In this step, we begin training the fine-tuned model. Feel free to adjust the training parameters to suit your specific needs.

if torch.cuda.device_count() > 1: # If more than 1 GPU
    model.is_parallelizable = True
    model.model_parallel = True


import transformers
from datetime import datetime


project = "viggo-finetune"
base_model_name = "mistral"
run_name = base_model_name + "-" + project
output_dir = "./" + run_name


tokenizer.pad_token = tokenizer.eos_token


trainer = transformers.Trainer(
    model=model,
    train_dataset=tokenized_train_dataset,
    eval_dataset=tokenized_val_dataset,
    args=transformers.TrainingArguments(
        output_dir=output_dir,
        warmup_steps=5,
        per_device_train_batch_size=2,
        gradient_accumulation_steps=4,
        max_steps=1000,
        learning_rate=2.5e-5, # Want about 10x smaller than the Mistral learning rate
        logging_steps=50,
        bf16=True,
        optim="paged_adamw_8bit",
        logging_dir="./logs",        # Directory for storing logs
        save_strategy="steps",       # Save the model checkpoint every logging step
        save_steps=50,                # Save checkpoints every 50 steps
        evaluation_strategy="steps", # Evaluate the model every logging step
        eval_steps=50,               # Evaluate and save checkpoints every 50 steps
        do_eval=True,                # Perform evaluation at the end of training
        report_to="wandb",           # Comment this out if you don't want to use weights & baises
        run_name=f"{run_name}-{datetime.now().strftime('%Y-%m-%d-%H-%M')}"          # Name of the W&B run (optional)
    ),
    data_collator=transformers.DataCollatorForLanguageModeling(tokenizer, mlm=False),
)
model.config.use_cache = False  # silence the warnings. Please re-enable for inference!
trainer.train()


base_model = AutoModelForCausalLM.from_pretrained(
    base_model_id,  # Mistral, same as before
    quantization_config=bnb_config,  # Same quantization config as before
    device_map="auto",
    trust_remote_code=True,
    use_auth_token=True
)
tokenizer = AutoTokenizer.from_pretrained(base_model_id, trust_remote_code=True)
tokenizer.pad_token = tokenizer.eos_token

7. Try the Trained Model

After training, you can use the fine-tuned model for inference. First, load the base Mistral model from the Hugging Face Hub, then load the QLoRA adapters from the best-performing checkpoint directory.

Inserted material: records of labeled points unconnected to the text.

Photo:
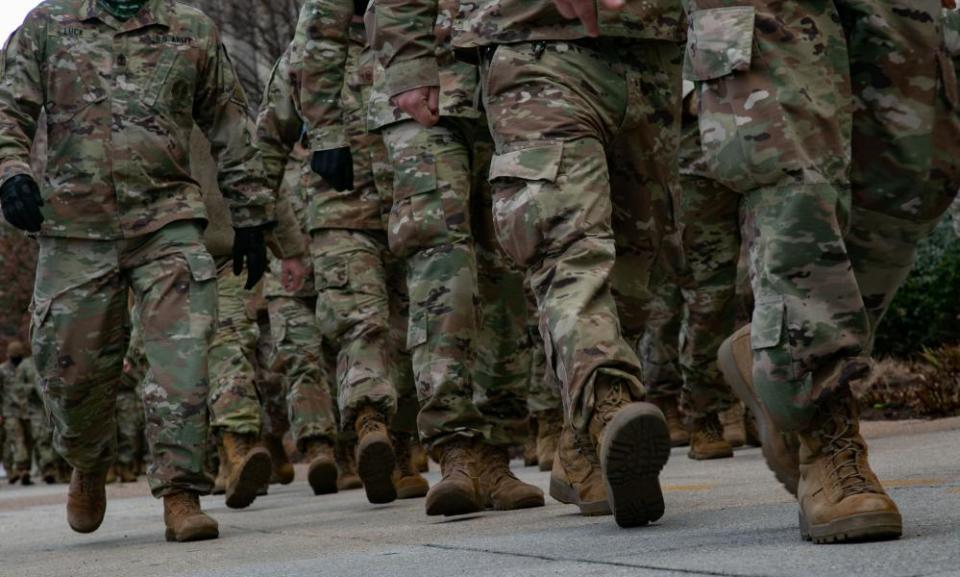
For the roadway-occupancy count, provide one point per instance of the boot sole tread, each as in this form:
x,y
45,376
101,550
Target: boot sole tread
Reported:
x,y
636,448
375,464
254,474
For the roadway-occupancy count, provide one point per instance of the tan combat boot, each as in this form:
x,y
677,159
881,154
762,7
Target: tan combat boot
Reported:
x,y
283,471
407,479
322,472
633,442
780,449
86,501
458,492
502,490
577,478
734,428
548,436
185,521
250,469
840,497
679,435
223,472
375,457
706,440
530,455
348,479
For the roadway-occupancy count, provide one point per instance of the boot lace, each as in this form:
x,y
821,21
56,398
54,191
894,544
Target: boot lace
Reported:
x,y
844,453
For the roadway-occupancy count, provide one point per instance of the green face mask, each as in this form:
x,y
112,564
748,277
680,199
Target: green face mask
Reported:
x,y
122,9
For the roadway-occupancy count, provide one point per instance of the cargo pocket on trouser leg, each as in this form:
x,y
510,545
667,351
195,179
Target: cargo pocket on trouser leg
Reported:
x,y
519,177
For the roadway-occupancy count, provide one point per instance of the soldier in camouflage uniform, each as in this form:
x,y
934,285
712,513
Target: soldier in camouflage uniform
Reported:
x,y
838,124
16,416
48,462
583,175
121,82
361,302
468,312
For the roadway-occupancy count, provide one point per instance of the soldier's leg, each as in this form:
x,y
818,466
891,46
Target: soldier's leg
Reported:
x,y
80,309
556,215
298,356
234,402
430,228
905,174
175,292
659,354
353,312
711,245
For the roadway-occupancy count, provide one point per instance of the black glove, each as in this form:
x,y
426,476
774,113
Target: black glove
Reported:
x,y
335,166
249,245
21,202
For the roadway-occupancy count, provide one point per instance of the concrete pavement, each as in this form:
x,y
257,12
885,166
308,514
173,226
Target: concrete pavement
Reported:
x,y
724,518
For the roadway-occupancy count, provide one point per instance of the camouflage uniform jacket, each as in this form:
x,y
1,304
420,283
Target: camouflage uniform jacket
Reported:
x,y
458,81
121,99
407,44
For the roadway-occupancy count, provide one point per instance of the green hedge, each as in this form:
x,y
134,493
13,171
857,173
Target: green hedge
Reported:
x,y
926,312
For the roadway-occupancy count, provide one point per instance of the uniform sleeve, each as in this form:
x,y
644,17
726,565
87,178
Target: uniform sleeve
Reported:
x,y
406,44
220,110
287,240
323,38
21,96
279,126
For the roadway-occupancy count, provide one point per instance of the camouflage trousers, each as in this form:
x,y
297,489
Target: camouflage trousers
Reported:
x,y
357,295
19,443
467,314
585,175
130,423
692,311
298,356
838,122
80,339
234,401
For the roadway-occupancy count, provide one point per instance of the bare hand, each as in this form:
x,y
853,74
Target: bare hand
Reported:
x,y
423,104
293,273
586,12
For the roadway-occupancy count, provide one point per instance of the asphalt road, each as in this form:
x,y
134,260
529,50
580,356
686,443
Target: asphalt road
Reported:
x,y
724,518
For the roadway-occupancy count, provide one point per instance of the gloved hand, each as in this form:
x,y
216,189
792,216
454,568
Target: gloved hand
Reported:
x,y
335,166
250,245
21,202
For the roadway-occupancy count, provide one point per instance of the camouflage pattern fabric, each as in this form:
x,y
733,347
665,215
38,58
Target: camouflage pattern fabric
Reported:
x,y
233,399
270,383
80,314
838,123
160,71
298,355
585,229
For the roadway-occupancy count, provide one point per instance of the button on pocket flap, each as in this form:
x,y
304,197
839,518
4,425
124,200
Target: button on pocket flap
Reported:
x,y
417,330
332,272
202,266
767,328
540,162
721,42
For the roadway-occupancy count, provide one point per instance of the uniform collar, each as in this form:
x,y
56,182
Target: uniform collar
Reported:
x,y
154,13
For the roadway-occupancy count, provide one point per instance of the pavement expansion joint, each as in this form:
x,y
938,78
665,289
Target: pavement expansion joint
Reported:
x,y
598,562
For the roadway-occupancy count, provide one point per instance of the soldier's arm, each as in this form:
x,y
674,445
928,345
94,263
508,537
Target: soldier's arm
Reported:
x,y
323,38
279,125
406,45
220,110
21,96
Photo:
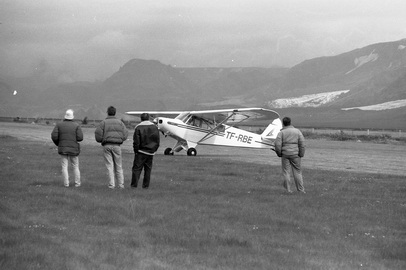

from peft import PeftModel
ft_model = PeftModel.from_pretrained(base_model, "mistral-viggo-finetune/checkpoint-1000")

ft_model.eval()
with torch.no_grad():
    print(tokenizer.decode(ft_model.generate(**model_input, max_new_tokens=100, pad_token_id=2)[0], skip_special_tokens=True))

Conclusion

Fine-tuning the Mistral 7B LLM is an engaging blend of theory and practical application. By grasping the theoretical framework behind this process, you can better appreciate the extensive customization options available with such a powerful language model. Keep in mind that achieving optimal performance often requires experimentation and refinement. This guide provides you with the knowledge needed to tailor Mistral 7B to meet your specific linguistic needs.